Granville Martin Semmes II (April 3, 1927 – March 30, 2012) was an American businessman, entrepreneur and gemcutter. Semmes was the founder of 1-800-Flowers, a floral retailer, gift and distribution company in the United States.

==Biography==
He was born on April 3, 1927, in Memphis, Tennessee, to Benedict Joseph Semmes and Amy Elizabeth Lardner.

He earned a bachelor's degree from Duke University. Semmes served in the United States Navy before moving to New Orleans, Louisiana, in 1949. Semmes first worked at Whitney National Bank. He then joined the staff of WWL-TV as an advertising account executive, where he worked for thirty years.

Semmes is best known as the founder of 1-800-Flowers, a telephone business which allowed consumers to order flowers using a credit card without having to visit a florist. Semmes came up with the idea for the business while taking a shower. He was friends with both a florist and an executive for a telephone company. Unfortunately for Semmes, the telephone number for his proposed 1-800-Flowers was owned by a truck driver who lived in Wisconsin at the time. Semmes flew to Wisconsin, where he purchased the phone number. In addition to 1-800-Flowers, which Semmes launched in the 1980s, the company has expanded to the Internet with 1-800-Flowers.com.
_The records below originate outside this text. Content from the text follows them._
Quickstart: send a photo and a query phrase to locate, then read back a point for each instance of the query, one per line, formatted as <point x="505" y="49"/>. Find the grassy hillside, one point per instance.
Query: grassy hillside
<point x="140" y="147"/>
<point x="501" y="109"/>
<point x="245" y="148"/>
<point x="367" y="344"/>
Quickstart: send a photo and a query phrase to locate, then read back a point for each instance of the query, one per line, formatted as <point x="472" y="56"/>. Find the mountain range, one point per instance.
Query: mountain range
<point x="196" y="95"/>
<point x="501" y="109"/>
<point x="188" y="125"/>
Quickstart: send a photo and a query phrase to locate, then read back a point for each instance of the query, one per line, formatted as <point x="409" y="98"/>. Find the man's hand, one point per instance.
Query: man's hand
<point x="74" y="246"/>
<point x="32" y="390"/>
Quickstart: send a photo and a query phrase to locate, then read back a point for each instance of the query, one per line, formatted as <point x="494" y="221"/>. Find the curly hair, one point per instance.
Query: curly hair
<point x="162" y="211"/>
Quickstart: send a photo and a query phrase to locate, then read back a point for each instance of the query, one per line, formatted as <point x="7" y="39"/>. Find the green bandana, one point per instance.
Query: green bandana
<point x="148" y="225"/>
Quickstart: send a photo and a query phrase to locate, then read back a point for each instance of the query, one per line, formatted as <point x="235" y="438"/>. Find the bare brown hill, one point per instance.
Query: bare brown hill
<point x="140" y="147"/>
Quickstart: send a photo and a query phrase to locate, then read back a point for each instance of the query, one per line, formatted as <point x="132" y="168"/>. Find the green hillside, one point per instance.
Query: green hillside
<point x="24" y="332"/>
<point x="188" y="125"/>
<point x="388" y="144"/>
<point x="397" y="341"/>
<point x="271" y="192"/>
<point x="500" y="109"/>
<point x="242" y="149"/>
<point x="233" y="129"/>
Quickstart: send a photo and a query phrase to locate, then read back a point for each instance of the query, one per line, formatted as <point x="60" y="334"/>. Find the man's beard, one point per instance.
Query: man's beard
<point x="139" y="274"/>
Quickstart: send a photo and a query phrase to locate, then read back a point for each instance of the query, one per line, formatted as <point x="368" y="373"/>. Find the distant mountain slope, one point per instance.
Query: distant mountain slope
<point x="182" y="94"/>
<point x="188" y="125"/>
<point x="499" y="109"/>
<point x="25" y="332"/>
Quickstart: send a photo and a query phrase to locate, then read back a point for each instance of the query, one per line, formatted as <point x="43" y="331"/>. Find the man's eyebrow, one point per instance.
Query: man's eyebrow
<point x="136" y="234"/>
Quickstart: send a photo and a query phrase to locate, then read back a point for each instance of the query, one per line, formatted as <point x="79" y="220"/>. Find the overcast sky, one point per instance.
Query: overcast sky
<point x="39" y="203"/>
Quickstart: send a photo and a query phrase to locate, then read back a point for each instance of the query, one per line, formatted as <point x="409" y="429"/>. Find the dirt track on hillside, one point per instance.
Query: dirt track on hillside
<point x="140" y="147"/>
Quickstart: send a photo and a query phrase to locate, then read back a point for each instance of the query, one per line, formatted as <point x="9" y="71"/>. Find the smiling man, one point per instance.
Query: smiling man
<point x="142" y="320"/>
Semmes' personal interests included historic preservation, gemstones, woodworking and tennis. Semmes and his son purchased five historic homes, built before the Civil War, in the Irish Channel neighborhood of New Orleans during the 1970s. The five homes, located on First Street, included three of the last five remaining brick double homes in New Orleans. Semmes restored all five homes, and later purchased the remainder of the buildings on the same city block.

Semmes also had interests in gemstones and gemology. He owned two jewelry stores, called Chatelaine Fine Gems, with branches in the Royal Orleans and the Royal Sonesta hotels in New Orleans. Additionally, Semmes worked as a gem appraiser and a master gemcutter, achieving the title of fellow from the Gemological Institute of Great Britain.

Semmes died at the Touro Infirmary in New Orleans on March 30, 2012, aged 84. He was survived by his wife, Jane (née Pfister) Semmes; two daughters and six sons, and a large extended family.